Biden’s Criticism: President Biden criticized Zuckerberg for removing traditional fact-checkers in favor of a system resembling community notes, raising concerns about increased tech censorship and the erosion of trust in social media platforms.
Notable Quotes:
Insights:
Key Discussion Points:
Wildfires Overview: Southern California is grappling with multiple wildfires, including the Palisades and Eaton fires, leading to significant loss of life, property, and environmental destruction.
Potential Arson and Mismanagement: The panel discusses reports of arson, possibly linked to homeless individuals, and criticizes Governor Gavin Newsom for alleged mismanagement of water resources essential for firefighting efforts.
Notable Quotes:
Rep. Riley Moore [13:17]: "This just erodes our legitimacy and our authority as the United States... It's a tragic example of how woke policies can end up killing people."
Phil Labonte [47:38]: "Gavin Newsom has ordered an investigation into the Los Angeles Department of Water... We need answers on how this happened."
Insights:
Key Discussion Points:
Legislative Actions: The Supreme Court is poised to uphold the federal TikTok ban, sparking debates about free speech, national security, and foreign influence.

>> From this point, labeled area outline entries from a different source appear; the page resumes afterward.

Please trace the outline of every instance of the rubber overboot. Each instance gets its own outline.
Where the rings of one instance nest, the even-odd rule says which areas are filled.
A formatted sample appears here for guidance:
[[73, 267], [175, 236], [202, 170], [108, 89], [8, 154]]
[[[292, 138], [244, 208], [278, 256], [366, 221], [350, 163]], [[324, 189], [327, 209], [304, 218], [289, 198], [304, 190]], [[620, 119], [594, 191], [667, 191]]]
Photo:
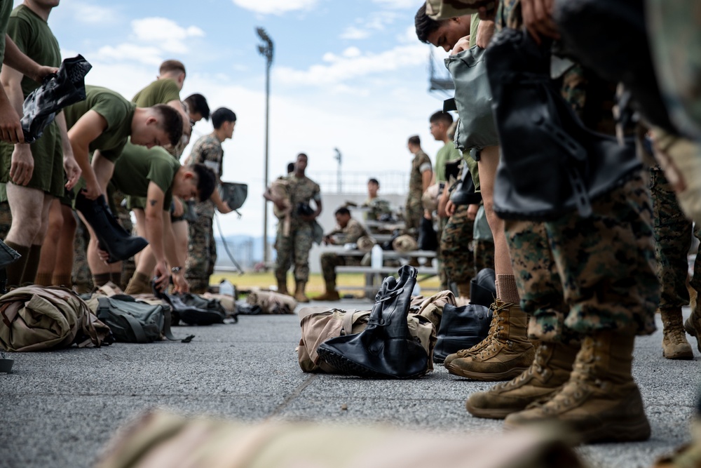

National Security Concerns: The panel expresses concerns that TikTok, owned by ByteDance—a Chinese company—poses significant risks related to data privacy and potential espionage.
Notable Quotes:
Rep. Riley Moore [77:00]: "I'm for the TikTok ban just to be clear. But it's because it is dangerous for us in the long run."
Phil Labonte [81:07]: "Anything made in China, they're all compromised. Your phone is compromised. It's just a matter of can they isolate you and are you interesting?"
Insights:
Key Discussion Points:
Abuse of H1B Visas: The conversation highlights the misuse of H1B visas by employers to hire foreign workers at lower wages, thereby replacing American employees and undermining domestic labor markets.
Proposed Reforms: Advocates call for stricter regulations or elimination of H1B visas to protect American jobs and ensure fair wages within the workforce.
Notable Quotes:
Rep. Riley Moore [35:32]: "Companies will go out and get H1B visas for accountants. We have plenty of people in this country that have accounting degrees."
Phil Labonte [37:03]: "The key difference is that an O1 visa is for individuals with extraordinary ability... there is massive abuse of the H1B visa."
Insights:
Single Party Rule Concerns:
Gun Laws and Representation:
Constitutional Amendments and Representation:
The episode of Timcast IRL featuring Rep. Riley Moore offers a critical examination of recent political and social issues from a conservative standpoint. The panel underscores perceived injustices in the legal system regarding Donald Trump, technological censorship by social media giants like Facebook, the catastrophic handling of California wildfires, and the national security threats posed by foreign-owned platforms like TikTok. Additionally, they advocate for labor reforms to protect American jobs and warn against the dangers of single-party governance. The discussions reflect a broader theme of resisting progressive policies and safeguarding conservative values amidst ongoing cultural and political conflicts.
Final Thoughts:
Notable Super Chat Highlights:
Broman 992 [100:22]: "Honestly, I'd rather have the left saying Trump is a convicted felon than have them screaming about how he only got off because the Supreme Court is rigged."
Kane Abel [120:28]: "Phil, been a fan of all that remains since I saw you guys on Fuse TV in the early 2000s. Thank you."
These user interactions further underscore the show's alignment with its audience's sentiments on the discussed topics.